SOUTHEASTERN N.C. — Hundreds of thousands of dollars has been infused into a local nonprofit, designed to help lower-income seniors receive on-the-job training.
The United Way of the Cape Fear Area was awarded $603,568 from the Center for Workforce Inclusion, Inc., of Silver Spring, MD. Ninety percent of the grant — originally from the U.S. Department of Labor — will help at least 101 older North Carolinians living in Brunswick, Columbus, New Hanover, Onslow, and Pender counties.
This workforce inclusion grant will support the United Way’s operations of its Senior Community Service Employment Program (SCSEP), a cornerstone of the Older Americans Act. It has helped low-income job seekers for over five decades train and overcome barriers to find work.

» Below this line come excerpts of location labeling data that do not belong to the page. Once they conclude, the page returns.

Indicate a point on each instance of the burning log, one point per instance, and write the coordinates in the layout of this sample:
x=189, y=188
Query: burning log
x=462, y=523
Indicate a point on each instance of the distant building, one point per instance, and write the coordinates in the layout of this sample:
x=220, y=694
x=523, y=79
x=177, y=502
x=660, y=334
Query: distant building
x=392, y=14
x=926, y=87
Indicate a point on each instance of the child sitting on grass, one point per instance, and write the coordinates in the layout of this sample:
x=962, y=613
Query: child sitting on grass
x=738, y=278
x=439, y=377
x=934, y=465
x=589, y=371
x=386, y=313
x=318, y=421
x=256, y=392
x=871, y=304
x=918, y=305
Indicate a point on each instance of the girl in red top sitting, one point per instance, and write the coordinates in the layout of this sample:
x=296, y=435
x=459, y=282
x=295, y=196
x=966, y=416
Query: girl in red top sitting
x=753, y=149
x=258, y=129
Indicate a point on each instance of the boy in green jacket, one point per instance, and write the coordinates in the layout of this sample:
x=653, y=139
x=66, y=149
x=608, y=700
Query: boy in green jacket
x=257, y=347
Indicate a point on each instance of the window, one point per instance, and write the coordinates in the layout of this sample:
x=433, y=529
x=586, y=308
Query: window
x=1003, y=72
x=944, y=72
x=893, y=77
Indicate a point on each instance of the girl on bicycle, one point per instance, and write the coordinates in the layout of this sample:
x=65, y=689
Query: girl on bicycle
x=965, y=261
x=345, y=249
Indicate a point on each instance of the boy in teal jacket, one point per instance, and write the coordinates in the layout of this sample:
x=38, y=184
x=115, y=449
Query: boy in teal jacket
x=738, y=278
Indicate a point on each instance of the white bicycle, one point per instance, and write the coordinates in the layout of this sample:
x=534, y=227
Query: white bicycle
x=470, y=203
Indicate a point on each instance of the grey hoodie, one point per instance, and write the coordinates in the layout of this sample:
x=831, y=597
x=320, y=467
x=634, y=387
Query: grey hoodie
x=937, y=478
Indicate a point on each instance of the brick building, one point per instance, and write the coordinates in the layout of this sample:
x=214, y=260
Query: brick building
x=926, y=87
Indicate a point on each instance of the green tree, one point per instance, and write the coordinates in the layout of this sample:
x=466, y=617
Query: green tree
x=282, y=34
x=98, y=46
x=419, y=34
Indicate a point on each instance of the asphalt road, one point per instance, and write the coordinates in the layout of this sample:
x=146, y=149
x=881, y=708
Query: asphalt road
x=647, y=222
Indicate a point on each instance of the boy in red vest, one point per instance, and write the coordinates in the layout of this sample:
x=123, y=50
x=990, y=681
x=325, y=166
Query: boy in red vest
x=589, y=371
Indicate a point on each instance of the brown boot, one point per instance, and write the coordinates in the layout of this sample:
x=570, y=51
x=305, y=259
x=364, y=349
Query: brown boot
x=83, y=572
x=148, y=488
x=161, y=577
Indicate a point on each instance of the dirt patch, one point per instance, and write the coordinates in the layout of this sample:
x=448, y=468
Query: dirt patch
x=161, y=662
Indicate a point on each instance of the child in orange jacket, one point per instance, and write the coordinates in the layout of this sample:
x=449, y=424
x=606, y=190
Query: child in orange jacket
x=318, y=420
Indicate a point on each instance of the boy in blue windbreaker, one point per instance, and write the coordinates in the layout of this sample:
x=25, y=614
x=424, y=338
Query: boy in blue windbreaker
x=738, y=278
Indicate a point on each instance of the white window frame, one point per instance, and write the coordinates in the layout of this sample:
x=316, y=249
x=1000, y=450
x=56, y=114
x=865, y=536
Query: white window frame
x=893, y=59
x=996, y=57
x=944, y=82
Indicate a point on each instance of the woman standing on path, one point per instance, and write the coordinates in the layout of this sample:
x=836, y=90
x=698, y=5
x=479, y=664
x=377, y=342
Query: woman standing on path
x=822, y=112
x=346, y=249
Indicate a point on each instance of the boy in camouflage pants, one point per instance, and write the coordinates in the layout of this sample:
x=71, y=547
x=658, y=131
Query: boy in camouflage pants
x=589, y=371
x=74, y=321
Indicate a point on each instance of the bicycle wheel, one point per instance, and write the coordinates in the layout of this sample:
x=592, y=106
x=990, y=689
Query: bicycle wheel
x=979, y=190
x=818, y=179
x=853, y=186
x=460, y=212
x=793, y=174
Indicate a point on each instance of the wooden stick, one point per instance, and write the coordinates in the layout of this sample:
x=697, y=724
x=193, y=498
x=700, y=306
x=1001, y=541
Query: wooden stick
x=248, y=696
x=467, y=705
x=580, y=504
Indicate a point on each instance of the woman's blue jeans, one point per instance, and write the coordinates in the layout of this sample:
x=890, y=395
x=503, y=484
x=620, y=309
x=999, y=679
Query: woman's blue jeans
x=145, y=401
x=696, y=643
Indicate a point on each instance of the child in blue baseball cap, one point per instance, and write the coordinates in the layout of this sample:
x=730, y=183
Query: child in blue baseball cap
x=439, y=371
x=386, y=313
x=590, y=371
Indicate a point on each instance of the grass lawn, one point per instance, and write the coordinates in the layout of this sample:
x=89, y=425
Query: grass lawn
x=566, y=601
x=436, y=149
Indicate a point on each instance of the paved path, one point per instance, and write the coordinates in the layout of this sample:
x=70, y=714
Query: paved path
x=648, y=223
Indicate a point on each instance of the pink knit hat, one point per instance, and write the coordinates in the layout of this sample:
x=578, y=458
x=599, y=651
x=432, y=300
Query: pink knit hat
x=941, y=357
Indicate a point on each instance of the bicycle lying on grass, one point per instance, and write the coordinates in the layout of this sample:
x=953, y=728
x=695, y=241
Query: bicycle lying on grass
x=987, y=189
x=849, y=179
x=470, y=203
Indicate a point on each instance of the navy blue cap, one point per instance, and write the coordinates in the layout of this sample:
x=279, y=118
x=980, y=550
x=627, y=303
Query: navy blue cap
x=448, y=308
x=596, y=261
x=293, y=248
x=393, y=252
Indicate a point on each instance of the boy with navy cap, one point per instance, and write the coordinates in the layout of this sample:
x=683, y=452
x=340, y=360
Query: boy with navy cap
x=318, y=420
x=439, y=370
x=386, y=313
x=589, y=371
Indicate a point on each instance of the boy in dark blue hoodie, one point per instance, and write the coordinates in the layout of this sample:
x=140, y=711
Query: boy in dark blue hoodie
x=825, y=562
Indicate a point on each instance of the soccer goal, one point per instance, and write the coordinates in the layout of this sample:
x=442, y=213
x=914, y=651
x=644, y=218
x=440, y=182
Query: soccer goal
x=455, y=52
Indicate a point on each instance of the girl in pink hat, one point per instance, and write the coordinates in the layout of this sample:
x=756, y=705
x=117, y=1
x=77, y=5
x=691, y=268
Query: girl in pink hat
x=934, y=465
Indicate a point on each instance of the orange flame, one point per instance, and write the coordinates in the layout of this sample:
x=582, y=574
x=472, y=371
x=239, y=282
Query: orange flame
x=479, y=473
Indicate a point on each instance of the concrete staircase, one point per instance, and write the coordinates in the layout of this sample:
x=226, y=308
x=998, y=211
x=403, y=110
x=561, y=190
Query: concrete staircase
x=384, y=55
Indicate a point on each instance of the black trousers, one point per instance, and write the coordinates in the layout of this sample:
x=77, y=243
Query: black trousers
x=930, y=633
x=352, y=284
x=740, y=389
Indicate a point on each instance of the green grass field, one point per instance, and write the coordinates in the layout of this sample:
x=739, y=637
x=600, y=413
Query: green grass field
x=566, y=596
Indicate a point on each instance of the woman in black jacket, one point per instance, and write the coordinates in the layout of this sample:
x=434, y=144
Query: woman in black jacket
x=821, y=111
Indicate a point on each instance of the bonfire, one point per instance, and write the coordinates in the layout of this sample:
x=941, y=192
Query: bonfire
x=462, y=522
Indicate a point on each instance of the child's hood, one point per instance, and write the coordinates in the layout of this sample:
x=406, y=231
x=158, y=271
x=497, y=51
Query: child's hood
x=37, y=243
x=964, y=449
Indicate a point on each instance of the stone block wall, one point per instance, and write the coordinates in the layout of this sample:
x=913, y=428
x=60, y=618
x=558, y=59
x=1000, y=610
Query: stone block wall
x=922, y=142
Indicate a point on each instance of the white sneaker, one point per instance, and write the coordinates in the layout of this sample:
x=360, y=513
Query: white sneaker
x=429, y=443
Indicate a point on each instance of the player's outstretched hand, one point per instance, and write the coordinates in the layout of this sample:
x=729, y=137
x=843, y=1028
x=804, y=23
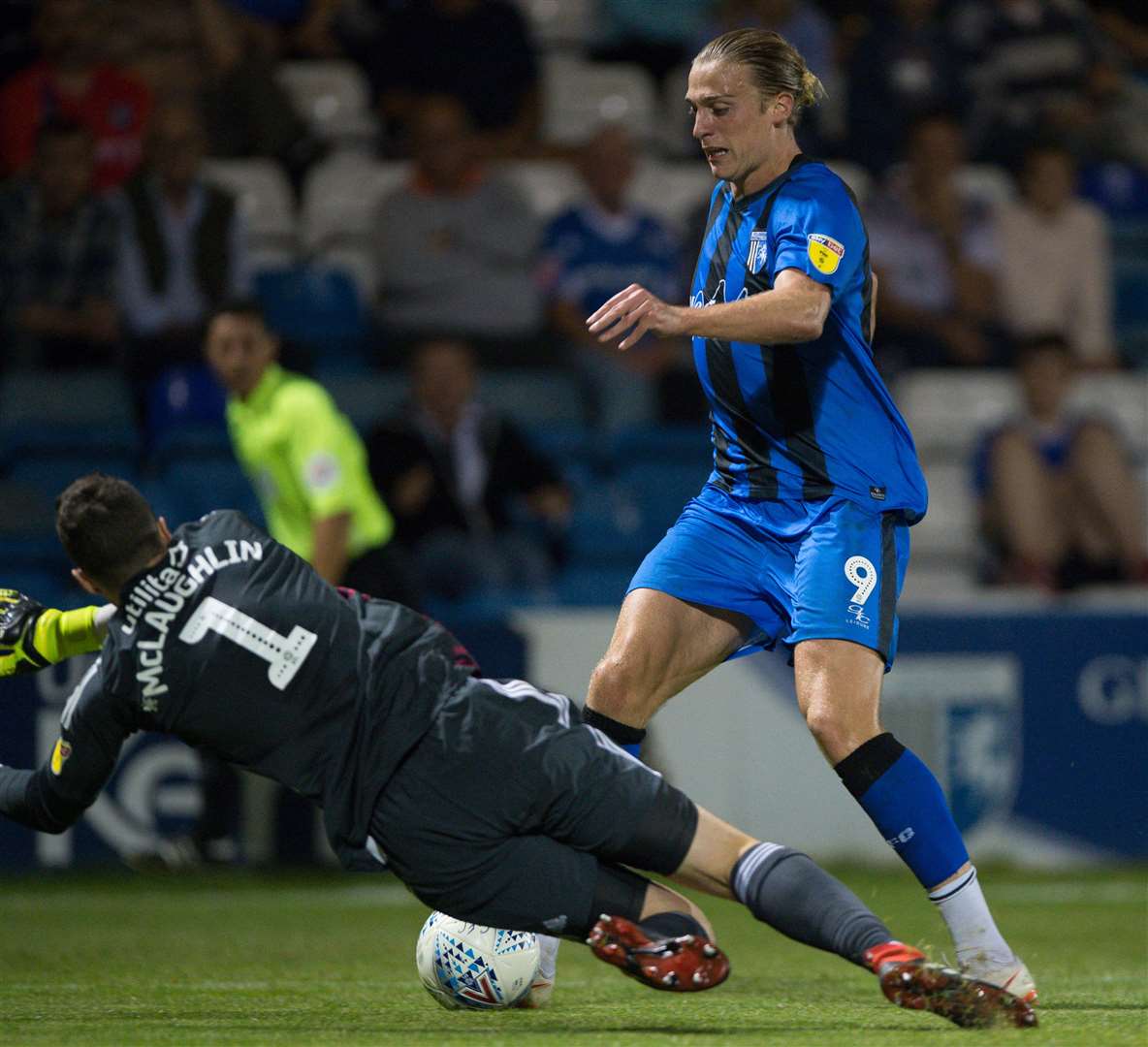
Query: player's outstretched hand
x=33, y=636
x=638, y=309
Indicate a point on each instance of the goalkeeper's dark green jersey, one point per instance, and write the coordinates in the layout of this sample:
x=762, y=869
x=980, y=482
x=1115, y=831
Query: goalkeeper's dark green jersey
x=236, y=646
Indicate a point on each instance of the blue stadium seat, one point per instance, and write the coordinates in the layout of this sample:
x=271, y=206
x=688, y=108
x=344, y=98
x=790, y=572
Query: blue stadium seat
x=660, y=492
x=594, y=586
x=49, y=471
x=1131, y=278
x=66, y=411
x=1117, y=188
x=681, y=444
x=367, y=398
x=84, y=397
x=206, y=438
x=184, y=395
x=197, y=486
x=317, y=306
x=534, y=397
x=606, y=529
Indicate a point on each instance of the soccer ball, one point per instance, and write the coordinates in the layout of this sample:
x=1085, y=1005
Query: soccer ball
x=466, y=966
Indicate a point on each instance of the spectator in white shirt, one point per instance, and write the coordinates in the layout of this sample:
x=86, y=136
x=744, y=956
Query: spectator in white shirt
x=1055, y=255
x=182, y=248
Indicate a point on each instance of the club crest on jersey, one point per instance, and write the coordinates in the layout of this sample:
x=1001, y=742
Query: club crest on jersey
x=758, y=248
x=825, y=253
x=58, y=755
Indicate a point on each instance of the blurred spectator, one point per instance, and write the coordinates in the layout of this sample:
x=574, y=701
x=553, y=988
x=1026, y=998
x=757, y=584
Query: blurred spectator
x=902, y=68
x=182, y=247
x=1056, y=260
x=935, y=254
x=70, y=80
x=17, y=42
x=305, y=460
x=1127, y=24
x=591, y=250
x=803, y=24
x=659, y=37
x=1027, y=66
x=460, y=478
x=1114, y=125
x=1060, y=505
x=456, y=246
x=57, y=253
x=478, y=51
x=247, y=112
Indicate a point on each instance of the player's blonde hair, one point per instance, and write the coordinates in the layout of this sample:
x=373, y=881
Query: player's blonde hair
x=775, y=66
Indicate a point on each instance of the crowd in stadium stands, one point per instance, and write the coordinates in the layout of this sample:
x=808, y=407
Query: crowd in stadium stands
x=440, y=185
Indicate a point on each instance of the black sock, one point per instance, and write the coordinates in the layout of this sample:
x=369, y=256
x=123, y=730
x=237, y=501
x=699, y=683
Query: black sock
x=672, y=926
x=794, y=896
x=619, y=733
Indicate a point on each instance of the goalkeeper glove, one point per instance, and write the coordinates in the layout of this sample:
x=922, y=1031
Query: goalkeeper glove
x=33, y=636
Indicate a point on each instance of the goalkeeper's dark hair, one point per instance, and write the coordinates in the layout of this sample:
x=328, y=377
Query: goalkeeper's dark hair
x=774, y=64
x=249, y=307
x=107, y=528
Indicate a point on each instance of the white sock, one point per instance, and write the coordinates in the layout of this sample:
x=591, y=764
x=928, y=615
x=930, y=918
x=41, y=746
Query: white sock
x=548, y=960
x=978, y=944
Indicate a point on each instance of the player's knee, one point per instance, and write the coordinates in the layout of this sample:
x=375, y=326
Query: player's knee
x=618, y=685
x=828, y=729
x=662, y=899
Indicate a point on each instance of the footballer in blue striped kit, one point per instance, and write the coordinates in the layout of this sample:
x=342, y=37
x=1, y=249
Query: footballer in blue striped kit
x=800, y=535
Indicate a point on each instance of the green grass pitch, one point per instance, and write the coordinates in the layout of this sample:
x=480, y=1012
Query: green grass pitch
x=330, y=959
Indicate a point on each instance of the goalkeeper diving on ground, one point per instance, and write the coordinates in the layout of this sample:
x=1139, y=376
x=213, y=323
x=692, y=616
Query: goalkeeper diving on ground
x=488, y=798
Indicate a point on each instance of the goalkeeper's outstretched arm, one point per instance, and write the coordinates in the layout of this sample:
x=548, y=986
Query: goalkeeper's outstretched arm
x=93, y=727
x=33, y=636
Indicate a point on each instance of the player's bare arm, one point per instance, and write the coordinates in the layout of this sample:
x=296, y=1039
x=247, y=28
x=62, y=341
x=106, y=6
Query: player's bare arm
x=331, y=537
x=793, y=311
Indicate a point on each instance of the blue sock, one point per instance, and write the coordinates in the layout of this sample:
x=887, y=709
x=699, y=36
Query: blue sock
x=906, y=803
x=620, y=734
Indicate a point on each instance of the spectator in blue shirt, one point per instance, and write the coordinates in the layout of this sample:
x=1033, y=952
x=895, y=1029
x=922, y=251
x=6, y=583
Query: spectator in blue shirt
x=1060, y=505
x=588, y=253
x=182, y=247
x=902, y=68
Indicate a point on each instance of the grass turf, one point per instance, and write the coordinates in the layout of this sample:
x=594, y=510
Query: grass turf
x=316, y=960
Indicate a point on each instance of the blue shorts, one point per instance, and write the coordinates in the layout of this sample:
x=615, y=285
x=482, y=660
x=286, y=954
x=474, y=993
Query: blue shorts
x=798, y=569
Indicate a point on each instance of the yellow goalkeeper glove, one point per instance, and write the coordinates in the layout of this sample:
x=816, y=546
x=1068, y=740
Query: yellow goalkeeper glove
x=33, y=636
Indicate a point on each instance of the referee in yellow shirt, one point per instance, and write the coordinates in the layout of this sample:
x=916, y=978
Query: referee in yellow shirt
x=304, y=459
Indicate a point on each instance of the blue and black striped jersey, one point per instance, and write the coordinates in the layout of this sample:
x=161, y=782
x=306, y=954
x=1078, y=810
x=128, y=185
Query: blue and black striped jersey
x=810, y=421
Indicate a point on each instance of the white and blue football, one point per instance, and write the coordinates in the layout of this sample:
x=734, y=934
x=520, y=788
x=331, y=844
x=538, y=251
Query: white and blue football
x=466, y=966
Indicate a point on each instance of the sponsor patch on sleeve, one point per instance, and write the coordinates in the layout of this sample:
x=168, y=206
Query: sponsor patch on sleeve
x=60, y=754
x=322, y=471
x=825, y=253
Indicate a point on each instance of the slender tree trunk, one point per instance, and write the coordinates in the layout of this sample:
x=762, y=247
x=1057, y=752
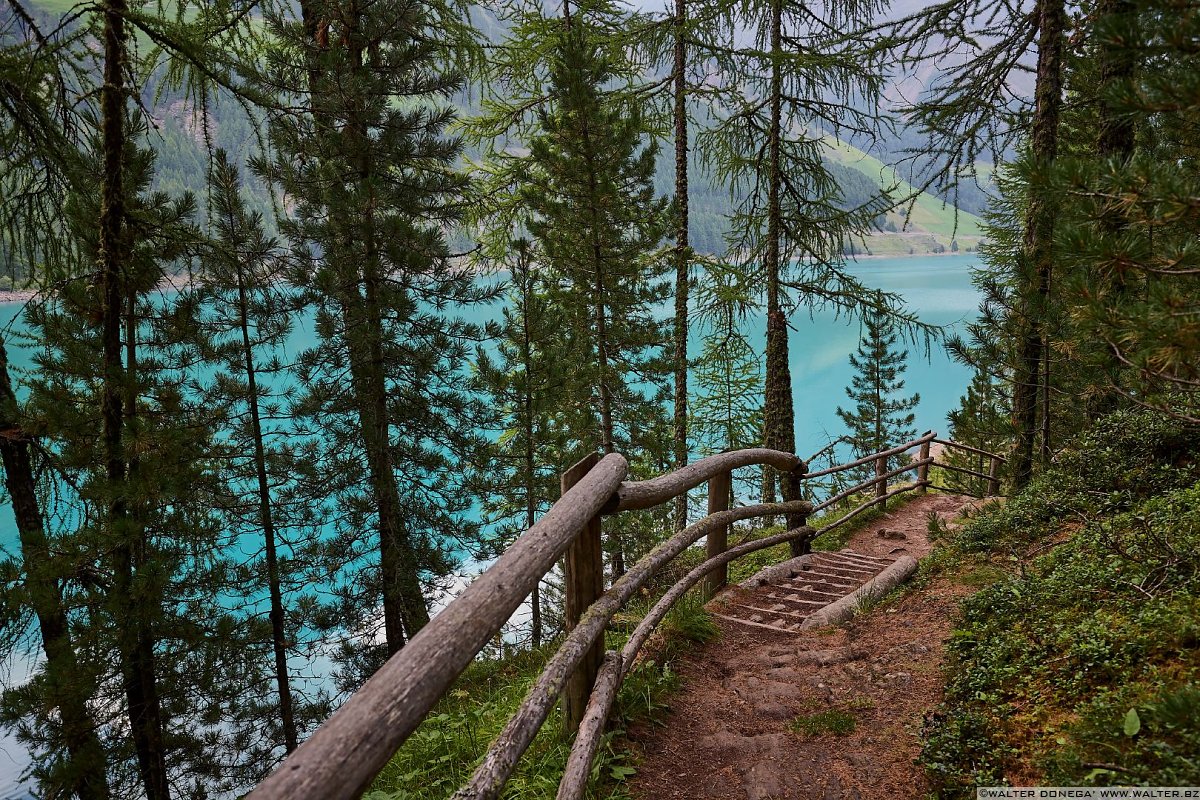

“Older adults will soon be the largest single segment of the American workforce,” said Gary A. Officer, Center for Workforce Inclusion president and CEO. “It is an economic necessity that we ensure our older jobseekers are equipped with the tools required to be successful in the workforce.”
Last year, the nonprofit was able to help 100 jobseekers across five counties, accumulating 62,710 hours of paid community service work, skills and training, and job placement assistance. They were placed in approximately 50 agencies, nonprofits and government organizations.
Senior Community Service Employment Program (SCSEP) helps New Hanover County Senior Resource Center, Columbus County DREAM Center, Kids Making It, Brunswick Senior Resources, Inc., Smart Start of Pender County, Onslow Community Outreach, and the Wilmington Parks & Recreation Department, according to United Way CEO Tommy Taylor.